11 novembre 1918, le jour du cessez-le-feu

Le maréchal Foch (en gris), entourés des dignitaires alliés et allemands devant le wagon où vient d'être signée l'armistice de la Première guerre mondiale [STR / AFP]

Le premier conflit mondial de l’Histoire s’est achevé le lundi 11 novembre 1918, à l’aube.

A 5h, les représentants des forces alliées et du gouvernement allemand se sont retrouvés à Rethondes (Oise).

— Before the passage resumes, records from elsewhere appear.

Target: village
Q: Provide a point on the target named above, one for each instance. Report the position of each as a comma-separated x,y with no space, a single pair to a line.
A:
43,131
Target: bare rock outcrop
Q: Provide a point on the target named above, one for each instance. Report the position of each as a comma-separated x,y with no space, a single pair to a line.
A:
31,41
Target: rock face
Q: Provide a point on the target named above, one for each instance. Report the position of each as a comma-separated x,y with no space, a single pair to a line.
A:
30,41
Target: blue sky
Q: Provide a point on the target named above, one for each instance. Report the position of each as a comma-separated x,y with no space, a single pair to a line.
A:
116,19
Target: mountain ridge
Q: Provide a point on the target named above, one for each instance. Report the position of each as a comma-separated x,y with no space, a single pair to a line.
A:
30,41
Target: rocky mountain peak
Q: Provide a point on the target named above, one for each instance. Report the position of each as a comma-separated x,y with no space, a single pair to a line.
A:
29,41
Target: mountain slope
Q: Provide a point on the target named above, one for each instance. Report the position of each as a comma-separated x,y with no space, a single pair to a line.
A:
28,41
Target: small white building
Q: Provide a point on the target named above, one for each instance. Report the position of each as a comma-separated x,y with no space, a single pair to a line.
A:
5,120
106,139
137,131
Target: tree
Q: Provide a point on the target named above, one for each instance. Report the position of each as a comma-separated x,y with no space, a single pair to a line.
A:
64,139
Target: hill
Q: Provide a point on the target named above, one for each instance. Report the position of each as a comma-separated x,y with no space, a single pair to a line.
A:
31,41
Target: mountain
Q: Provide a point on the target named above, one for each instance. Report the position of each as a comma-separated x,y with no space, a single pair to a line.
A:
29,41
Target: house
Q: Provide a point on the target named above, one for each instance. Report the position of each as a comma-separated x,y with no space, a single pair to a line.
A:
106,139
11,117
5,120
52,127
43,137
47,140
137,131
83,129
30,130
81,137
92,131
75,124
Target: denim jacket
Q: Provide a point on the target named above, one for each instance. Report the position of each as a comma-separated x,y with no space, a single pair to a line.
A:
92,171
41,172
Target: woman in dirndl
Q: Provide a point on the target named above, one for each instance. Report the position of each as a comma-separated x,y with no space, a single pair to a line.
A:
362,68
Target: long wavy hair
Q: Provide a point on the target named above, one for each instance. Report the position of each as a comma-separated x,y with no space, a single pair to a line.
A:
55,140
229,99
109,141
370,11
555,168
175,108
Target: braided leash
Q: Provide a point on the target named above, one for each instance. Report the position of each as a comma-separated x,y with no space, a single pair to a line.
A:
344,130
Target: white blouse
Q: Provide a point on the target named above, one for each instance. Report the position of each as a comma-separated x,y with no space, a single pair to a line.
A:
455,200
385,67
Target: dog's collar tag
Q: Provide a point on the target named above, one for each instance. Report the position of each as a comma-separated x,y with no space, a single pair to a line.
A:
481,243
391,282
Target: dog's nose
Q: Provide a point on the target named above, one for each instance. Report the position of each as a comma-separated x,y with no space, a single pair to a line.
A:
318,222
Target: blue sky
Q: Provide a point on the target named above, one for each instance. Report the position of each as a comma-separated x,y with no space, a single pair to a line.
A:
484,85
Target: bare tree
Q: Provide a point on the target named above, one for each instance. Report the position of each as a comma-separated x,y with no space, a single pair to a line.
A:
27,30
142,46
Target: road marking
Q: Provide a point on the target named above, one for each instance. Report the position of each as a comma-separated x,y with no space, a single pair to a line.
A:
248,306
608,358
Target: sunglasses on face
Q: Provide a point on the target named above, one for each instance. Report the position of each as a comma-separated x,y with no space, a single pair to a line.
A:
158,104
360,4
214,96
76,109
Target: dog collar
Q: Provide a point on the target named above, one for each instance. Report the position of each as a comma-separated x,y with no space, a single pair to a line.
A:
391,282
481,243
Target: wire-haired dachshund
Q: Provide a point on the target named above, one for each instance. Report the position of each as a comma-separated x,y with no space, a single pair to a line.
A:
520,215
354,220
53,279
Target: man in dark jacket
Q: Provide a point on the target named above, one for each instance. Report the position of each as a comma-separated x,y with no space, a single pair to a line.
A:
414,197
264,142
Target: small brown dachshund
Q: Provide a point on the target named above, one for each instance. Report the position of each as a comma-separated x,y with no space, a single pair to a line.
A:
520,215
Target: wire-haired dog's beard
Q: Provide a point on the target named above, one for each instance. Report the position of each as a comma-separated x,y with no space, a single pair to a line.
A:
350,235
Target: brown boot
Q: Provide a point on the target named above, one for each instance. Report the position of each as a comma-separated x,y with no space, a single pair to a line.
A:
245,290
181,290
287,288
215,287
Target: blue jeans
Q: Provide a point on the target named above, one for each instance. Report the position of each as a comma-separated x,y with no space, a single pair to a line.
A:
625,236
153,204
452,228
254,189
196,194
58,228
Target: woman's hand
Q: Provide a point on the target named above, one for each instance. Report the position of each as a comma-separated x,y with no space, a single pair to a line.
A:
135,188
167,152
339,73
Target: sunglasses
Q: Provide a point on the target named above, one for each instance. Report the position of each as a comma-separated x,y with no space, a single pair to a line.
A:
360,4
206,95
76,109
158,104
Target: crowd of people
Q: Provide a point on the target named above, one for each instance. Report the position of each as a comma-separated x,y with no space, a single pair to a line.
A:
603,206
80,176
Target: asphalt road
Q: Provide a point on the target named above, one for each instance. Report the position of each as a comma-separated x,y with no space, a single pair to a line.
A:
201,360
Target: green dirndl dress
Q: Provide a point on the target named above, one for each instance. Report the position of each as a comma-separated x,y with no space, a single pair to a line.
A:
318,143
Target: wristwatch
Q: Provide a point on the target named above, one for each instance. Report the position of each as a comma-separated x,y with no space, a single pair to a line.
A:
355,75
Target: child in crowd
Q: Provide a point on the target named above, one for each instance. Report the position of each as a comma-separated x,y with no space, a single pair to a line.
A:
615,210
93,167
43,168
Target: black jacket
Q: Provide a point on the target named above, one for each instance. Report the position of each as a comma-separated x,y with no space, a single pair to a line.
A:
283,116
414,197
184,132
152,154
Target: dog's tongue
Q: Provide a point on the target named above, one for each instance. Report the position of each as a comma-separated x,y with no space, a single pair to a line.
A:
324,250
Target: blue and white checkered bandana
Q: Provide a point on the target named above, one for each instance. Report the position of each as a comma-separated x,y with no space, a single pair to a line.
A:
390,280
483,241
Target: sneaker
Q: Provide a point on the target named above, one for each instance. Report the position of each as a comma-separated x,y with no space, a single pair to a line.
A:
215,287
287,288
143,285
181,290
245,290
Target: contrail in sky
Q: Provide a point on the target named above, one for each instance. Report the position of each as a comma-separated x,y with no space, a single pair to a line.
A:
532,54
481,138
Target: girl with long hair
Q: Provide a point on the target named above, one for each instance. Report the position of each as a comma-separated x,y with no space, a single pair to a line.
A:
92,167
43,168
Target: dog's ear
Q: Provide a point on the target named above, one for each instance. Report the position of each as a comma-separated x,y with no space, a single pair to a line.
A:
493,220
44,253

Dans une clairière de la forêt de Compiègne, un wagon-restaurant de l’état-major français avait été réaménagé et acheminé à la hâte. Un lieu choisi pour son isolement, afin de tenir éloignés les journalistes.

Chez les vainqueurs, le maréchal Foch et l’amiral Wemyss étaient présents pour la France et la Grande-Bretagne. En face d’eux, l’Allemagne avait dépêché un homme politique, Matthias Erzberger, plutôt qu’un militaire.

trente-quatre articles pour la paix

Au total, dix personnes étaient sur place. Les échanges y ont été décrits comme polis, mais glaciaux. Plutôt que de négocier, les alliés ont imposé leurs conditions, dont la dureté économique, militaire et territoriale a été considérée comme le prélude de la guerre 1939-1945. Pressés d’en finir, les Allemands avaient l’esprit occupé par les troubles qui secouaient leur pays, après l’abdication de l’empereur Guillaume II deux jours plus tôt.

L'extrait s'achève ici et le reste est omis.